Chomik na Cyprze. Piraci zostali w Polsce

Serwis Chomikuj.pl zmienił właściciela. Nowym operatorem usługi jest spółka FS File Solutions Limited, mająca siedzibę w Nikozji, stolicy Cypru. Jak to wpłynie na plany przekształcenia Chomika w legalny, zarabiający na siebie serwis?

Zmiana właściciela Chomika może wydawać się co najmniej zaskakująca - przedstawiciele serwisu nie dość, że niespecjalnie się nią chwalili, to niedawno zapowiadali daleko idące zmiany modelu biznesowego usługi.

W perspektywie dwóch lat serwis miał zacząć zarabiać na pośrednictwie w sprzedaży legalnych treści: m.in. "najpóźniej w sierpniu" 2010 r. wdrożyć tzw. Platformę ochrony wydawców i dystrybucji plików. Rozwiązanie to miałoby zapewnić wydawcom, dystrybutorom i autorom treści cyfrowych możliwość zgłaszania przypadków naruszeń prawa autorskiego oraz czerpać korzyści finansowe z wymiany plików dokonywanej przez internautów.

Ogólnie rzecz biorąc, można było spodziewać się ograniczenia piractwa, tak rozpowszechnionego wśród użytkowników Chomika.

Problem w tym, że Platforma nie została uruchomiona w terminie - dziś na stronie regulaminu Chomikuj.pl wciąż widnieje informacja, że trwają testy systemu. Dodatkowo, z dniem 1 września spółka Team Solutions przestała być właścicielem usługi, a został nią wspomniany na wstępie inwestor cypryjski.

Nowy właściciel = nowa strategia

Poprosiliśmy portal Chomikuj.pl o komentarz - zapytaliśmy, co było powodem zmiany właściciela serwisu i kiedy (i czy w ogóle) ruszy zapowiadana Platforma ochrony wydawców i dystrybucji plików.

Piotr Hałasiewicz uspokaja: "Zmiana właściciela portalu to element strategii zmierzającej do wyjścia Chomikuj.pl na nowe (zagraniczne) rynki." "Platforma ochrony wydawców to informatycznie duży i skomplikowany projekt - ciągle zmagamy się z różnymi trudnościami technicznymi, jednak najdalej w ciągu najbliższych tygodni powinna ujrzeć światło dzienne" - zapewnia rzecznik Chomika.

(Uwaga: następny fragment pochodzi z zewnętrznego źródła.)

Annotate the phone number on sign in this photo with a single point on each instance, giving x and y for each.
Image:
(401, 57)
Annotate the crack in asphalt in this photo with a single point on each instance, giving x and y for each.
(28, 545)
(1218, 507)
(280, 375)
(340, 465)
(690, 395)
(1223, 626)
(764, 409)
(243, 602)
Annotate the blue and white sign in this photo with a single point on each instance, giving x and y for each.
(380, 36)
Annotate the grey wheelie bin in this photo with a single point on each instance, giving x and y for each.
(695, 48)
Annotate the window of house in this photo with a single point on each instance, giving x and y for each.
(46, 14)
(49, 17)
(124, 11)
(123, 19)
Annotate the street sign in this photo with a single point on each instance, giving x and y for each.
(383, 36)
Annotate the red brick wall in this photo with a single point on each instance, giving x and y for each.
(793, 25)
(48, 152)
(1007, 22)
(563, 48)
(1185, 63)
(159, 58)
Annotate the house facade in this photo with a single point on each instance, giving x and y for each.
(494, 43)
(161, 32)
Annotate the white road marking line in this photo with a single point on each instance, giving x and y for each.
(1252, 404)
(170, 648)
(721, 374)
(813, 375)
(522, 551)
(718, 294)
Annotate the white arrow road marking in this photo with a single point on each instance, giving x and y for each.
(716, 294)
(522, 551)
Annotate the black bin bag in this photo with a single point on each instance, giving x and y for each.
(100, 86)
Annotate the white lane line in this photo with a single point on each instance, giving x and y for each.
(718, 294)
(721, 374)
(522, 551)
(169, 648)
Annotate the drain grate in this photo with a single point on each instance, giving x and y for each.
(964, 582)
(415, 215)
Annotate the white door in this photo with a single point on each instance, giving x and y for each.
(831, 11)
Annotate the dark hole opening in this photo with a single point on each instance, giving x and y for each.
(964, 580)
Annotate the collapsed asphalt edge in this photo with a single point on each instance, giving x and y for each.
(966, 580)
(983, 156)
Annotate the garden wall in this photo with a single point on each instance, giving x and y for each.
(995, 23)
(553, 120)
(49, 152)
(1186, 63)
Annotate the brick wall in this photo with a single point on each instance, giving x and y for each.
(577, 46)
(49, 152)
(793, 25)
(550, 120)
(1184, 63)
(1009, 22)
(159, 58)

Pytanie, czy zmiana właściciela - przeniesienie go poza granice Polski - nie wpłynie negatywnie na całokształt ochrony praw autorskich w Chomikuj.pl (utrudnić współpracę w tym zakresie)? Wg P. Hałasiewicza nie ma podstaw do takich obaw. "Przecież nowy właściciel portalu ma siedzibę w Unii Europejskiej, a nie na drugim końcu świata. Polityka portalu w zakresie poszanowania praw autorskich i pełnej współpracy z wydawcami nie zmieniła i nie zmieni się. Nie widzę żadnego powodu, by poziom ochrony praw autorskich na Chomikuj.pl miał z tego powodu spaść" - komentuje rzecznik usługi.

Póki co z serwisu, który w założeniu miał być dyskiem sieciowym do archiwizacji danych, można bez problemu ściągać media chronione prawem autorskim, udostępniane przez innych użytkowników.

Chomik na celowniku prawników

W ciągu ostatniego półrocza serwis Chomikuj.pl stał się celem działań prawnych, wszczętych przez właścicieli praw autorskich. Użytkownicy usługi zaczęli otrzymywać wezwania do zapłaty odszkodowania za pliki muzyczne umieszczone w tych serwisach bez zgody właścicieli praw autorskich. Wkrótce potem reprezentanci Polskiej Izby Książki i wydawnictwa PWN poinformowali o zamiarach złożenia pozwów przeciw portalowi, zarzucając mu nielegalnie rozpowszechnianie plików.